Earnest and true words, Anne. The call to orthodoxy serves us all As from the beginning of His church, defending the truth makes a place for sinners like me to hear the gospel in all its purity and power, to be saved by a message of the weakness of God. Such ironies that gospel ministry reveals - a vulnerable incarnate God who suffers abuse and torture and who dies alone with our sin AND the vulnerable, abused, and tortured Word of God that creates new life, grants an eternal hope of life with God, forgives sin, undoes the damage done by sin. As those caught by the reality of present-but-not-yet, as those relishing the comfort and delight of the promises of God and longing for their depths as they rush to meet us, as He rushs to embrace, toss and catch us, thank you for standing guard. Thank you for submitting to the Spirit of power and love and wisdom.
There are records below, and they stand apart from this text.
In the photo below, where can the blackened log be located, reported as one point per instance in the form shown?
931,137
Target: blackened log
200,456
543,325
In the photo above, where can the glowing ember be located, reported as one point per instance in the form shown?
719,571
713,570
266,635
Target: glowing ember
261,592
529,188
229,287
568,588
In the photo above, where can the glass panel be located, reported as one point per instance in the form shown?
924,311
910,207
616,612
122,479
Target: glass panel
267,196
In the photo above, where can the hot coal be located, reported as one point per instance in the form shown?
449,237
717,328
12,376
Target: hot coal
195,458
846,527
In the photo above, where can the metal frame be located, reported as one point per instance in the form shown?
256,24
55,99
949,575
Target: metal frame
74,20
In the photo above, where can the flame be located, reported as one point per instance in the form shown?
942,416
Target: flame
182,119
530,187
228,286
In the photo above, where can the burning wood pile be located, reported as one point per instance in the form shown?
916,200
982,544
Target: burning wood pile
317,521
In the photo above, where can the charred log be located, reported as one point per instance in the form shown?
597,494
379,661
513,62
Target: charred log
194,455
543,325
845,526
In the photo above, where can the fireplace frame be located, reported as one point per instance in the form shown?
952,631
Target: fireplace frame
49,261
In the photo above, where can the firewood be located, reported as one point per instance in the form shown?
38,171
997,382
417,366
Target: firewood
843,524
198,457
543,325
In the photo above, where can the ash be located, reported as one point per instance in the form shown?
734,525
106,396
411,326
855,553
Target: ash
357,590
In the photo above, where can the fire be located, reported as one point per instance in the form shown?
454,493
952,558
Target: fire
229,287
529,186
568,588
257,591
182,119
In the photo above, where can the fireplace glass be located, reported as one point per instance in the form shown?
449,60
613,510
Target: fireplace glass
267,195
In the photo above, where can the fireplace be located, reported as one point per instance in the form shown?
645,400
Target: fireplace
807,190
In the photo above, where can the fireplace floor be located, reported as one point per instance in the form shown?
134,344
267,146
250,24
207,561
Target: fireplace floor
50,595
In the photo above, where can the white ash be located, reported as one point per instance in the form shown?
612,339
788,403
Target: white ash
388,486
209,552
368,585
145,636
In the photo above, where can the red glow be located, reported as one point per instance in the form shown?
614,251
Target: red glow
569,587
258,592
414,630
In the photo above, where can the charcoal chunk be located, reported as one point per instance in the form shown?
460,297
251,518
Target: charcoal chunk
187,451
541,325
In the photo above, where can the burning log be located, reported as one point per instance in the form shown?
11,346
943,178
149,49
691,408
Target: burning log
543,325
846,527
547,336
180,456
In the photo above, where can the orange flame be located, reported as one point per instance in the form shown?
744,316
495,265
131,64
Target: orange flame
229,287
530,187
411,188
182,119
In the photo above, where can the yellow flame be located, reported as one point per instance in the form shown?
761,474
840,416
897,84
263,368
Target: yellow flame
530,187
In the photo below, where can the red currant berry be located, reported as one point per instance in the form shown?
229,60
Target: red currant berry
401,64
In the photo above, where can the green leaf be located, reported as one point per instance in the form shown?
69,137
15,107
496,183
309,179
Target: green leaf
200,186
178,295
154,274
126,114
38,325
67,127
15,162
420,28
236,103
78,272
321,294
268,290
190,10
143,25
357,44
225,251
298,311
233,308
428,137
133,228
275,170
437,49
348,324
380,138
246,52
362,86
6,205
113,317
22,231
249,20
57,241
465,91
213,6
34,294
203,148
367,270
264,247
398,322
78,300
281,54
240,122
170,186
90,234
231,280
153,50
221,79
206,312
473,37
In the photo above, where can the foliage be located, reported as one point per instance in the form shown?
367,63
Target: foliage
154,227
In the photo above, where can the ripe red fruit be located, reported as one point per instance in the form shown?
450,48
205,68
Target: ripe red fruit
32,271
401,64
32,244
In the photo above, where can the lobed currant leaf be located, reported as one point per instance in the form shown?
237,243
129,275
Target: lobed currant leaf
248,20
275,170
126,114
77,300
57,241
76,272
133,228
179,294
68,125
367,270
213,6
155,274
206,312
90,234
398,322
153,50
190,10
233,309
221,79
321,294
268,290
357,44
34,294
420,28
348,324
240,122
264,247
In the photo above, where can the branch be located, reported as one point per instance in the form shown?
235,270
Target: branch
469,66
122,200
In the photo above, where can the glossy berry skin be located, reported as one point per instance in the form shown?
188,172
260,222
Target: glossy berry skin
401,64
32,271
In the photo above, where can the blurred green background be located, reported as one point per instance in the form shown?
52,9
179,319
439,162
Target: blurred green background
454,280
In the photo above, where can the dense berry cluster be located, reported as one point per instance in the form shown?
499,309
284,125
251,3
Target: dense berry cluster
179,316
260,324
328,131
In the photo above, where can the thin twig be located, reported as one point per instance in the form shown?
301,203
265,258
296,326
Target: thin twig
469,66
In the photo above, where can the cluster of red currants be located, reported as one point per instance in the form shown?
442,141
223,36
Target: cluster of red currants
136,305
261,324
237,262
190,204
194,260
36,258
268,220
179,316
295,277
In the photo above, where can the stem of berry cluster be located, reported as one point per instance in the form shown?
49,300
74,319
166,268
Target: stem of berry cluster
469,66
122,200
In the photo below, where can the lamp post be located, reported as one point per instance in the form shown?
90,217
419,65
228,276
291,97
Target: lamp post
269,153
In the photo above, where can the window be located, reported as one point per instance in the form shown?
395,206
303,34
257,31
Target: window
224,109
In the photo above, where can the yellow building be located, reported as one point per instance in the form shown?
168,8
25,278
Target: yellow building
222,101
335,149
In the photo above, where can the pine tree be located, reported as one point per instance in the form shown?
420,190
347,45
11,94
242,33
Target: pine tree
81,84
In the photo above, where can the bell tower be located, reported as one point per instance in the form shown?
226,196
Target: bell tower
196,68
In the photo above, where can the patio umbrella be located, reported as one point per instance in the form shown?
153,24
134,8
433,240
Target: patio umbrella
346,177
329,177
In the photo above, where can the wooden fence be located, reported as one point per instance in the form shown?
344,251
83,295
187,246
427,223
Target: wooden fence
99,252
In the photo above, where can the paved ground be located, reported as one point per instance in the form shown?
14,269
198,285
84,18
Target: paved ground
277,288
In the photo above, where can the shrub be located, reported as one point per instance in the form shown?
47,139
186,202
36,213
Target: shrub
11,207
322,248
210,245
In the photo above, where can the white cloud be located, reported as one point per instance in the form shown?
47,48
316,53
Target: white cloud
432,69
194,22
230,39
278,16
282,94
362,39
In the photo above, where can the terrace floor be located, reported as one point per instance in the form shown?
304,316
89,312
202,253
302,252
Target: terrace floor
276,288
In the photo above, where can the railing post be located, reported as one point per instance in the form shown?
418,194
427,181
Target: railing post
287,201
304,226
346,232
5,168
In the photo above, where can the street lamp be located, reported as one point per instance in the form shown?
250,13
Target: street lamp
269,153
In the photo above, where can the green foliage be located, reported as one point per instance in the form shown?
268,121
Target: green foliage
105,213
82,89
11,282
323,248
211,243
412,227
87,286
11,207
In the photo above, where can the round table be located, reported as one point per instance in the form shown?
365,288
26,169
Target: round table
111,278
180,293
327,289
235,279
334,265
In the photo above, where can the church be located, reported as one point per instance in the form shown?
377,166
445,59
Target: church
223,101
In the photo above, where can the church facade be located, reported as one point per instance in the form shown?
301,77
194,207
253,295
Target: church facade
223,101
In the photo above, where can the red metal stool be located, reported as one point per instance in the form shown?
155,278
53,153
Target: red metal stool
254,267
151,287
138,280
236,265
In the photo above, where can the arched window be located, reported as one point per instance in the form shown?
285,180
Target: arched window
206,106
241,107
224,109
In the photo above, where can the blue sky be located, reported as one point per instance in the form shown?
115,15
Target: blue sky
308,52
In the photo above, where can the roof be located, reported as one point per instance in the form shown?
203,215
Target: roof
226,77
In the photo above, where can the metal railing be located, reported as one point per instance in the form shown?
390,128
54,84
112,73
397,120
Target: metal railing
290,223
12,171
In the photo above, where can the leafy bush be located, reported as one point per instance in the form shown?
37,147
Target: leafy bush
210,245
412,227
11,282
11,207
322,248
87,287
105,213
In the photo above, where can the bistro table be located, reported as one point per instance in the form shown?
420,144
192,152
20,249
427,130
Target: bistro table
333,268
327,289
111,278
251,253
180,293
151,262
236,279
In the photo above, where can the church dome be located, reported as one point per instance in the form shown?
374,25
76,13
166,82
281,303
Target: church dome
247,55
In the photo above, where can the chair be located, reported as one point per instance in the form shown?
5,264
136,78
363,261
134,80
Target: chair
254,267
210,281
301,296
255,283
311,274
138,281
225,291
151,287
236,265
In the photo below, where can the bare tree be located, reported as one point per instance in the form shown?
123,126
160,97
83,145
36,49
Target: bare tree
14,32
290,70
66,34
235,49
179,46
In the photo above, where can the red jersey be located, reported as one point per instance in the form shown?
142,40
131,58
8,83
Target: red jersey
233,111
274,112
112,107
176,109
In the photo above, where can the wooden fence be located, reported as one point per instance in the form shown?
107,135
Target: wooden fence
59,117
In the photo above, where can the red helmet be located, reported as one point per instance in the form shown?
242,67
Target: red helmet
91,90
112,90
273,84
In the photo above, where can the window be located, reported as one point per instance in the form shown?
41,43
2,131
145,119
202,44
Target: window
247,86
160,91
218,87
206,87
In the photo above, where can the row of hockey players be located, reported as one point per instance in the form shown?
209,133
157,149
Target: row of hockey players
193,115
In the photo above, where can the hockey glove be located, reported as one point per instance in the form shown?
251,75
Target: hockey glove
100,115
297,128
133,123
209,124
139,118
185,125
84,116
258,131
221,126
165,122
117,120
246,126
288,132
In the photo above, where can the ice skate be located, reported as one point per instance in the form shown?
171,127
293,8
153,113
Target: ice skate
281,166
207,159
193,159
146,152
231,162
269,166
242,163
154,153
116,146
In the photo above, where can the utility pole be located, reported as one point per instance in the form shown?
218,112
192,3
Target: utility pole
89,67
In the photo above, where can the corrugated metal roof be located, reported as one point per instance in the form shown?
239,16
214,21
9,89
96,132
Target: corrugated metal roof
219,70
Huh... I didn't remember that C4SO predated the ACNA--is that true? Seems kind of odd, but my parish was neck-deep in the Troubles and I could have easily overlooked that detail. What is it about human nature that in so many instances, especially in the church (where I pay attention) we have clergy and churches suddenly coming-to and realizing that they are leagues away from their historic doctrines and traditions, or that they mistakenly signed up for a set of beliefs and values they don't actually hold? Oops? And then responding with venom (or polite distain) that those "other people" are ignorant regressives. (To be fair, I didn't personally see that from either of these departing rectors; correct me if I'm wrong.) CS Lewis had a brilliant quote that I can never put my hands on, to the effect that clergy who find that they now sincerely and muscularly hold to beliefs different from the Mother Church are welcome to those beliefs, but that they should have the decency to get off the payroll. I'm grateful that these two churches have departed the ACNA with relative grace and alacrity. May those left behind find safe harbor close by.